The Fruit of Her Hands: The Story of Shira of Ashkenaz (Paperback)
Based on the life of the author’s thirteenth-century ancestor, Meir ben Baruch of Rothenberg, a renowed Jewish scholar of medieval Europe, this is the richly dramatic fictional story of Rabbi Meir’s wife, Shira, a devout but rebellious woman who preserves her religious traditions as she and her family witness the rise of anti-Semitism in Europe.
Raised by her widowed rabbi father and a Christian nursemaid in Normandy, Shira is a free-spirited, inquisitive girl whose love of learning shocks the community. When Shira’s father is arrested by the local baron intent on enforcing the Catholic Church’s strictures against heresy, Shira fights for his release and encounters two men who will influence her life profoundly—an inspiring Catholic priest and Meir ben Baruch, a brilliant scholar. In Meir, Shira finds her soulmate.
Married to Meir in Paris, Shira blossoms as a wife and mother, savoring the intellectual and social challenges that come with being the wife of a prominent scholar. After witnessing the burning of every copy of the Talmud in Paris, Shira and her family seek refuge in Germany. Yet even there they experience bloody pogroms and intensifying anti-Semitism. With no safe place for Jews in Europe, they set out for Israel only to see Meir captured and imprisoned by Rudolph I of Hapsburg. As Shira weathers heartbreak and works to find a middle ground between two warring religions, she shows her children and grandchildren how to embrace the joys of life, both secular and religious.

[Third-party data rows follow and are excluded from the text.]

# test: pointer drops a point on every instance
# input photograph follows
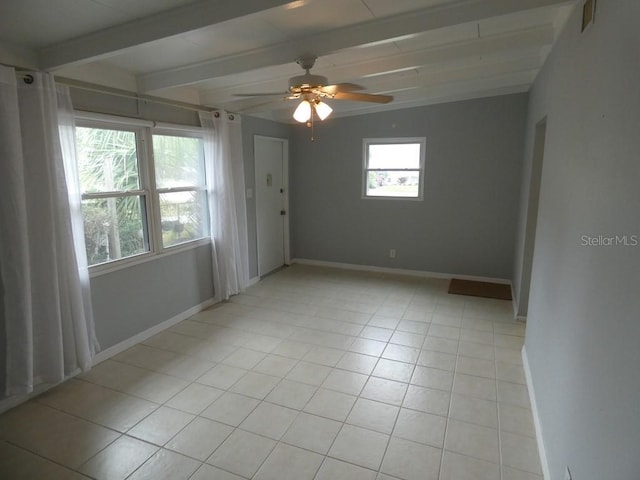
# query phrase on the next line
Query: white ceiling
(419, 51)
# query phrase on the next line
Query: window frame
(366, 142)
(144, 131)
(176, 132)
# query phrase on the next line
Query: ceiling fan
(313, 89)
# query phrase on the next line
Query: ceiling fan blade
(264, 94)
(340, 87)
(363, 97)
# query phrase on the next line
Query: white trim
(115, 265)
(112, 119)
(395, 140)
(15, 400)
(544, 464)
(398, 271)
(142, 336)
(514, 303)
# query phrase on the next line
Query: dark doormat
(480, 289)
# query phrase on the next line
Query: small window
(114, 198)
(394, 168)
(181, 186)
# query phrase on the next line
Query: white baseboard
(397, 271)
(544, 464)
(142, 336)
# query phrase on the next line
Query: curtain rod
(117, 92)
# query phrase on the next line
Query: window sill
(409, 199)
(106, 268)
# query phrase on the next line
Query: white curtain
(227, 204)
(47, 319)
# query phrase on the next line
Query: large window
(129, 211)
(393, 168)
(179, 166)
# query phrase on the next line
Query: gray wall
(583, 323)
(134, 299)
(256, 126)
(466, 224)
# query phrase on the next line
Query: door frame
(531, 222)
(285, 198)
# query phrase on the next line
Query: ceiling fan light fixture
(303, 112)
(322, 109)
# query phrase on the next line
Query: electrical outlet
(567, 474)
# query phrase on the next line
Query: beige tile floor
(313, 373)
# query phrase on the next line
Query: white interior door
(271, 202)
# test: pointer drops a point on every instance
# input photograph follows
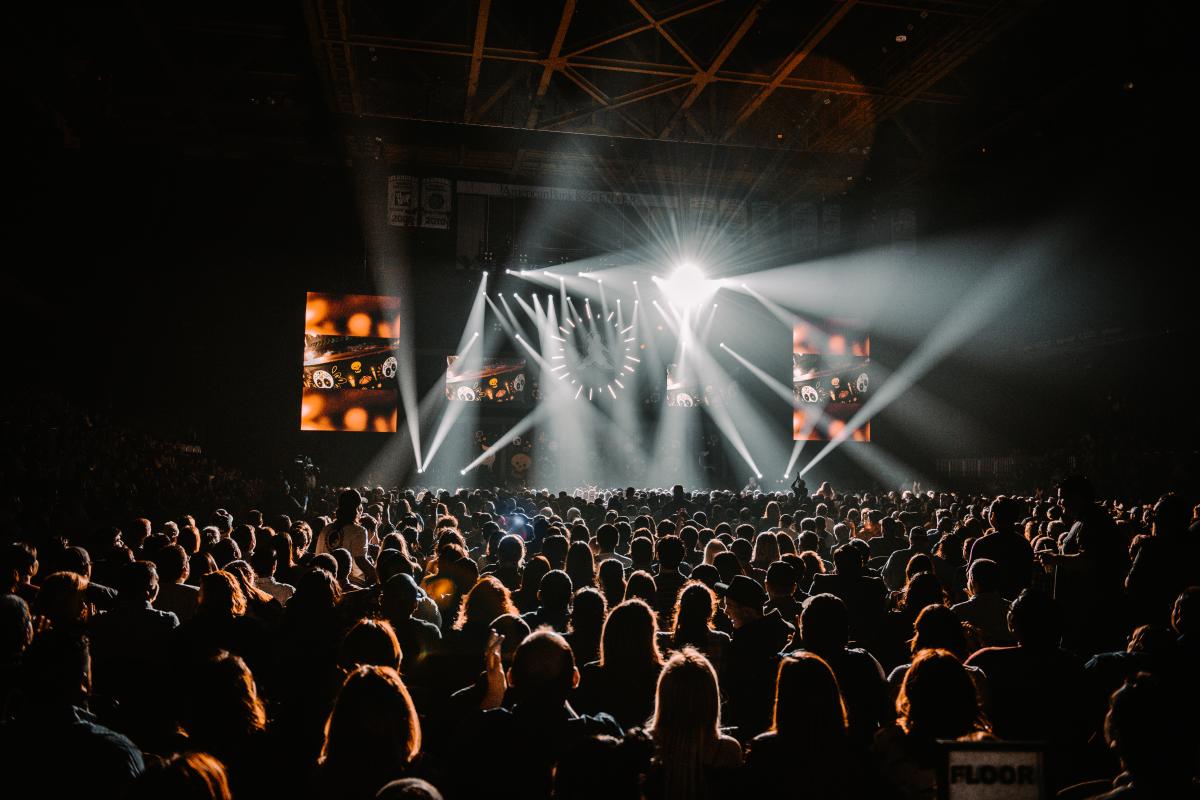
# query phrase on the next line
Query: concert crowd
(203, 636)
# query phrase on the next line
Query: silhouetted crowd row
(639, 643)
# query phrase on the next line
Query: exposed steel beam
(477, 55)
(604, 101)
(701, 79)
(552, 62)
(635, 96)
(640, 67)
(502, 90)
(635, 31)
(791, 64)
(663, 31)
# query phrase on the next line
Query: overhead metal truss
(591, 80)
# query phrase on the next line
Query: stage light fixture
(687, 287)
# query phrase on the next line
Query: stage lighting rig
(687, 288)
(597, 355)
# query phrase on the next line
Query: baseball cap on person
(743, 590)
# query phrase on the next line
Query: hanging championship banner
(436, 203)
(402, 200)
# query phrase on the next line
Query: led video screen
(351, 346)
(487, 380)
(831, 380)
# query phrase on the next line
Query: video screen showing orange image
(831, 380)
(351, 349)
(491, 380)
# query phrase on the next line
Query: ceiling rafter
(555, 61)
(628, 98)
(477, 56)
(702, 78)
(640, 67)
(666, 35)
(604, 101)
(640, 29)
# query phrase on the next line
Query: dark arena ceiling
(804, 97)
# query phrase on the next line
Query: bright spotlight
(688, 287)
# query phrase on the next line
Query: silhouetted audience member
(985, 609)
(753, 655)
(54, 725)
(372, 735)
(622, 683)
(937, 702)
(864, 595)
(825, 631)
(808, 735)
(513, 751)
(187, 776)
(693, 758)
(1015, 708)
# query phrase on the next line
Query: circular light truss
(597, 355)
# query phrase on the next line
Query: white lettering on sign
(994, 775)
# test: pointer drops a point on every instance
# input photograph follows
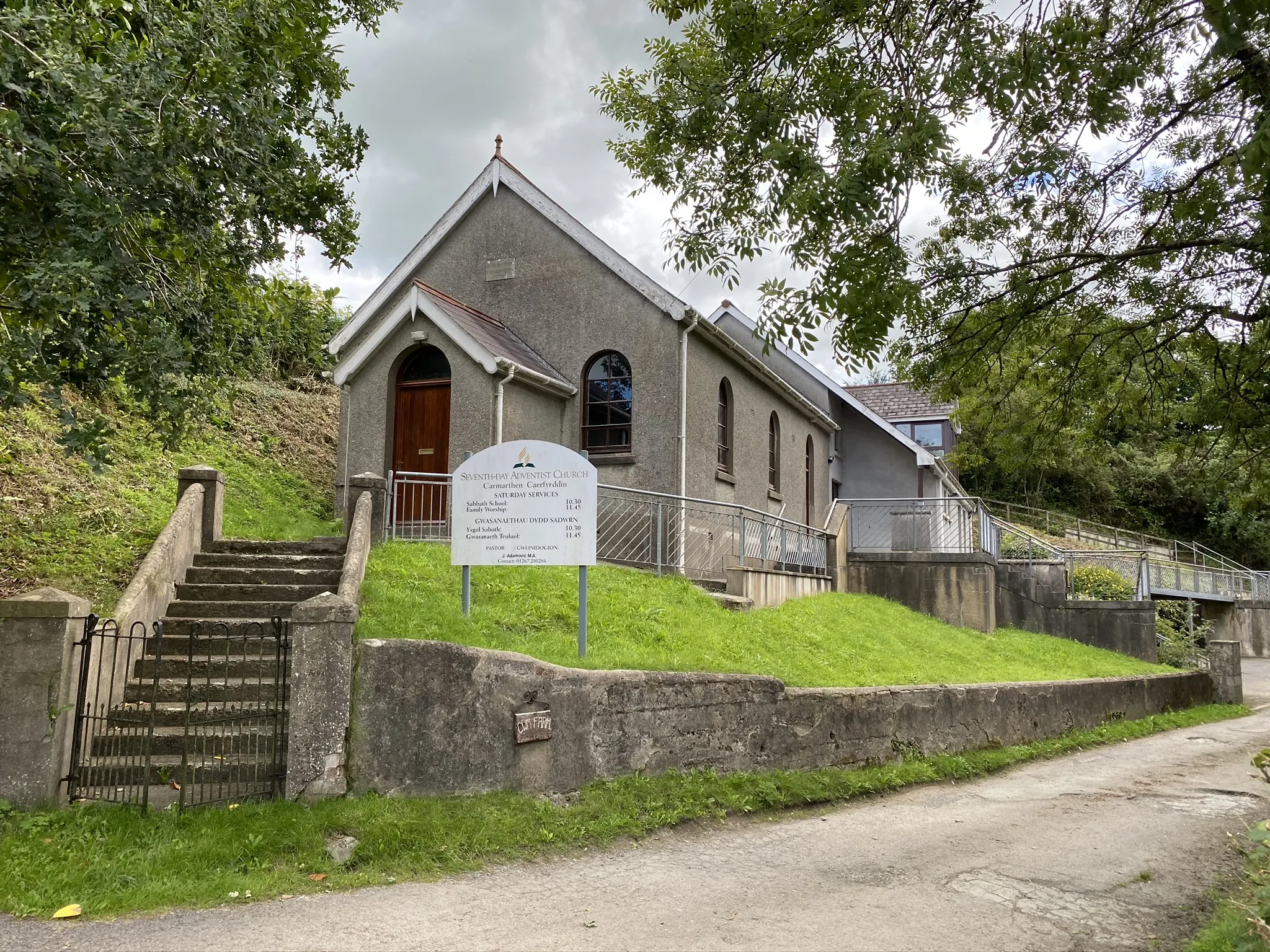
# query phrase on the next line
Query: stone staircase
(213, 641)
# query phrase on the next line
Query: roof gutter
(540, 380)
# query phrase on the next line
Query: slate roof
(491, 333)
(900, 402)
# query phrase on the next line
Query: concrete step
(179, 664)
(248, 560)
(202, 592)
(226, 575)
(213, 611)
(254, 627)
(219, 691)
(207, 716)
(324, 545)
(255, 738)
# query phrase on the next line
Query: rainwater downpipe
(683, 437)
(498, 403)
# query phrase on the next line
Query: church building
(510, 319)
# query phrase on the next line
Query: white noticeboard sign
(525, 501)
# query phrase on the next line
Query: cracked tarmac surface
(1109, 848)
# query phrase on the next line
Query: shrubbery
(1098, 582)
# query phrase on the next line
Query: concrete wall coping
(951, 558)
(1103, 603)
(765, 681)
(201, 472)
(327, 607)
(358, 549)
(45, 603)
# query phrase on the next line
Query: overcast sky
(443, 77)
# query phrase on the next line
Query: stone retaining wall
(430, 718)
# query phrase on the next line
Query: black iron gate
(192, 716)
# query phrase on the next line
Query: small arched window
(724, 426)
(606, 413)
(810, 482)
(774, 452)
(427, 363)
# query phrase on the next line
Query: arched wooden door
(420, 434)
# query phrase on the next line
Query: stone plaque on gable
(525, 501)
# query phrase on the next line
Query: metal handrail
(1114, 535)
(799, 526)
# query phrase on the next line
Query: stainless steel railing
(700, 539)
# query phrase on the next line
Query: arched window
(424, 364)
(724, 426)
(606, 413)
(774, 452)
(810, 482)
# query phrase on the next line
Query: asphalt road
(1112, 848)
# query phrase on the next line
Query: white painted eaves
(415, 301)
(500, 173)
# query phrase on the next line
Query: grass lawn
(112, 860)
(641, 621)
(1231, 927)
(66, 526)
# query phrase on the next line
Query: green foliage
(1103, 169)
(290, 324)
(1241, 922)
(153, 156)
(115, 861)
(641, 621)
(1100, 583)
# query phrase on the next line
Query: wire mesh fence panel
(912, 524)
(700, 539)
(1126, 564)
(234, 696)
(419, 506)
(113, 728)
(1181, 578)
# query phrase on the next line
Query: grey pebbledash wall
(430, 718)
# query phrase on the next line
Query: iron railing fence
(695, 537)
(701, 539)
(235, 712)
(179, 720)
(111, 736)
(939, 524)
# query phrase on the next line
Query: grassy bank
(65, 526)
(113, 860)
(1231, 928)
(641, 621)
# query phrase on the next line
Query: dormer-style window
(774, 452)
(724, 427)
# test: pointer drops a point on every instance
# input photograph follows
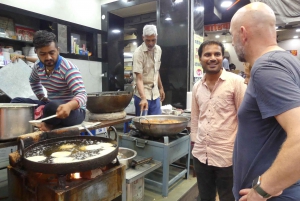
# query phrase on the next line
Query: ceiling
(136, 10)
(284, 32)
(211, 18)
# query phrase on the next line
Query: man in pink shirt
(215, 101)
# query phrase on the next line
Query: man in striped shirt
(63, 82)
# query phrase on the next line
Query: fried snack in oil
(159, 121)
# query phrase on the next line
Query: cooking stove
(32, 186)
(167, 149)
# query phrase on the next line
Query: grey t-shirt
(274, 88)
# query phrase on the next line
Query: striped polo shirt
(64, 83)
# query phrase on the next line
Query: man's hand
(251, 195)
(44, 99)
(17, 57)
(63, 111)
(144, 104)
(162, 94)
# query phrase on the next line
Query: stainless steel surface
(14, 80)
(38, 122)
(129, 154)
(168, 151)
(108, 102)
(87, 130)
(159, 130)
(14, 119)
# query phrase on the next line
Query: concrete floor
(184, 189)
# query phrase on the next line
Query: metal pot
(158, 130)
(65, 168)
(108, 102)
(129, 154)
(14, 119)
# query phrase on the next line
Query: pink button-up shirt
(214, 118)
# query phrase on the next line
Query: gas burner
(137, 134)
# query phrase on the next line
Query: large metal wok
(108, 102)
(158, 130)
(65, 168)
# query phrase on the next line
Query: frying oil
(76, 147)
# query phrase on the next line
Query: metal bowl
(126, 156)
(108, 102)
(159, 130)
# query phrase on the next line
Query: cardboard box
(135, 190)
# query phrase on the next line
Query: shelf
(21, 41)
(81, 57)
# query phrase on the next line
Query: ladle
(37, 123)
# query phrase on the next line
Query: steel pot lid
(16, 105)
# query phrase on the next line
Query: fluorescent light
(127, 54)
(200, 8)
(226, 4)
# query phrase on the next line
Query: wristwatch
(256, 186)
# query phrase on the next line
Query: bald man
(267, 147)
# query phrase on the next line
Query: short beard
(212, 72)
(240, 52)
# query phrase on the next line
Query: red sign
(217, 27)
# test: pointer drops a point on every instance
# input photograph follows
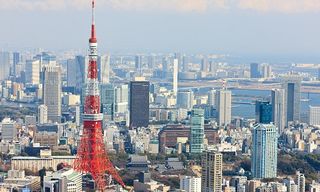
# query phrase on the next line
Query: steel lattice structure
(92, 157)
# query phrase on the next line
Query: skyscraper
(52, 92)
(104, 68)
(292, 84)
(254, 70)
(314, 115)
(279, 117)
(151, 61)
(300, 180)
(121, 98)
(175, 76)
(266, 71)
(138, 64)
(197, 131)
(204, 64)
(211, 97)
(107, 99)
(8, 130)
(15, 60)
(139, 104)
(190, 184)
(263, 112)
(211, 179)
(264, 151)
(185, 99)
(33, 72)
(42, 114)
(223, 105)
(4, 65)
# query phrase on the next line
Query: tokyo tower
(92, 157)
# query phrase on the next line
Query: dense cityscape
(159, 122)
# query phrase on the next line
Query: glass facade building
(264, 151)
(197, 131)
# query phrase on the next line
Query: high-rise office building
(292, 85)
(4, 65)
(139, 104)
(211, 179)
(121, 98)
(151, 61)
(104, 69)
(300, 180)
(211, 97)
(263, 112)
(279, 117)
(185, 63)
(52, 92)
(33, 72)
(213, 67)
(175, 76)
(165, 62)
(138, 64)
(185, 99)
(190, 184)
(204, 64)
(8, 130)
(264, 151)
(266, 70)
(254, 70)
(314, 115)
(42, 114)
(197, 131)
(179, 57)
(223, 106)
(15, 61)
(107, 99)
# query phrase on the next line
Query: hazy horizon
(283, 28)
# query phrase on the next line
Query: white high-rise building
(190, 184)
(4, 65)
(314, 115)
(8, 130)
(175, 76)
(300, 180)
(76, 72)
(52, 92)
(223, 105)
(211, 97)
(42, 114)
(292, 84)
(33, 72)
(264, 151)
(121, 98)
(211, 178)
(279, 117)
(104, 66)
(185, 99)
(266, 71)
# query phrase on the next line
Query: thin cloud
(282, 6)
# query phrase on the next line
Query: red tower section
(92, 157)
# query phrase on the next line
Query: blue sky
(249, 27)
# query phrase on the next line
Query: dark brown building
(169, 134)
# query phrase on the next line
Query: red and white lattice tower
(92, 157)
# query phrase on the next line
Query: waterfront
(248, 111)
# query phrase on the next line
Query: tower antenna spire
(91, 155)
(93, 38)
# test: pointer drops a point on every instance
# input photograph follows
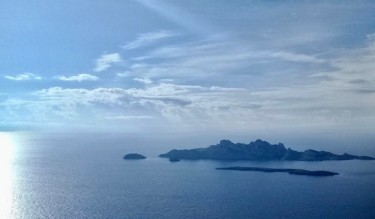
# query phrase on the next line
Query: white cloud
(23, 77)
(148, 38)
(106, 61)
(143, 80)
(79, 77)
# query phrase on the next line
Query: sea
(84, 176)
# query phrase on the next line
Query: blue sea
(84, 176)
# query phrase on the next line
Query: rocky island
(257, 150)
(290, 171)
(134, 156)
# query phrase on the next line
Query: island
(258, 150)
(134, 156)
(173, 159)
(290, 171)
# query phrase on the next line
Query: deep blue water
(56, 176)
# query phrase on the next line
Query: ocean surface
(84, 176)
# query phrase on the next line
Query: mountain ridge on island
(257, 150)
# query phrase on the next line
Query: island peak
(256, 150)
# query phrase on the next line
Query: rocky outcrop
(134, 156)
(290, 171)
(257, 150)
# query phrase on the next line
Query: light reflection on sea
(7, 153)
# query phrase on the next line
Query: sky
(302, 69)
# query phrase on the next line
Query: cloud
(79, 78)
(148, 38)
(23, 77)
(143, 80)
(106, 61)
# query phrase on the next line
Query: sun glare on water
(7, 150)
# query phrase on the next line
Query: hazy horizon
(297, 72)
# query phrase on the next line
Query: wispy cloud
(143, 80)
(23, 77)
(79, 77)
(148, 38)
(106, 61)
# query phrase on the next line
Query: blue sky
(220, 66)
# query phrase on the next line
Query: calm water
(57, 176)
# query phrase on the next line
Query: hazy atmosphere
(299, 72)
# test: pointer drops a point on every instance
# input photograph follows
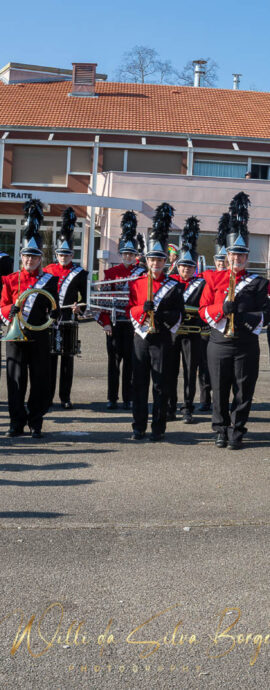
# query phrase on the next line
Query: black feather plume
(239, 213)
(223, 229)
(190, 234)
(68, 224)
(162, 222)
(141, 243)
(128, 225)
(33, 212)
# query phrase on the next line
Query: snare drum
(64, 339)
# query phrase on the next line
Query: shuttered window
(39, 165)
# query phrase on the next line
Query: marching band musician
(72, 285)
(236, 319)
(152, 350)
(119, 336)
(173, 253)
(190, 343)
(34, 354)
(220, 261)
(6, 266)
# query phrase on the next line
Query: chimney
(236, 81)
(199, 72)
(83, 79)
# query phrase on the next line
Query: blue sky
(234, 33)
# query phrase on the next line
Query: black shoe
(36, 433)
(138, 435)
(111, 405)
(14, 431)
(171, 416)
(204, 407)
(221, 440)
(187, 418)
(235, 445)
(67, 405)
(156, 437)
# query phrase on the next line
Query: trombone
(186, 328)
(151, 327)
(15, 329)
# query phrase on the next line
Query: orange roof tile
(137, 108)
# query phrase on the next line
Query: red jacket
(11, 288)
(169, 307)
(120, 271)
(250, 301)
(16, 283)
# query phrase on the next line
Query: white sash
(66, 283)
(190, 289)
(30, 301)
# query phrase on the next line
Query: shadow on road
(49, 482)
(29, 514)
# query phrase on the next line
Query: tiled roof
(137, 108)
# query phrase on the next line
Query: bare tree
(186, 77)
(142, 63)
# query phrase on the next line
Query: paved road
(133, 565)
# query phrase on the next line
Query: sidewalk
(120, 533)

Vividly bringing to life a period rarely covered in historical fiction, this multi-generational novel will appeal to readers who enjoy Maggie Anton’s Rashi’s Daughters, Brenda Rickman Vantrease’s The Illuminator, and Geraldine Brooks’s People of the Book.
About the Author
Michelle Cameron lived in Israel for fourteen years and served in the Israeli army. She works for an interactive media company and lives in Chatham, NJ with her husband and two sons.
"Michelle Cameron deftly gives dramatic voice to the Jewish women of the Middle Ages. The Fruit of Her Hands is suspenseful, soulful, and plain wonderful. It takes us to the heights of scholarship and imagination."
-- Ruchama King, author of Seven Blessings
"Michelle Cameron delves into one of the darkest eras of the Jewish past and brings forth a deeply compassionate and thoroughly gripping story of a woman whose fate is inextricably bound up with that of her people. Meticulously researched yet richly imaginative, it will keep you spellbound until the last, enthralling page."
-- Eva Etzioni-Halevy, author of The Triumph of Deborah
"The Fruit of Her Hands lets the reader experience first-hand the tragic end of hundreds of years of Jewish presence in medieval France through the voice of its passionate and learned heroine. This novel shows us that women, too, can bear witness to history."
-- Maggie Anton, author of Rashi's Daughters
"With a powerful immediacy, Cameron's meticulously researched historical is told by Shira, an anomalous 13th-century woman raised (and educated) like a son by her widowed father...Readers will drink in the historical detail."
-- Publishers Weekly
"Cameron's clean, clear prose clings to the reader's memory long after it's been read, as does her heroine. This novel will appeal to everyone who craves an accurate, arresting novel."
-- Romantic Times
"Readers who appreciated Maggie Anton's Rashi's Daughters trilogy will be entertained."
-- Library Journal
"A beautifully written saga, [...] With strong main characters, a myriad of important secondary players, The Fruit of Her Hands is a gripping, fascinating, and informative narrative of a tragic, yet important historical period."
-- Romance Reviews Today
"The Fruit of Her Hands is equally rich as history and fiction. ...[A] book so rich with wonderful characters, vivid settings, and an absolutely lush and wonderful depiction of the strengths of the medieval Jewish home and community. Cameron is an author I certainly hope to hear more from. This is a first-rate choice for Jewish book clubs."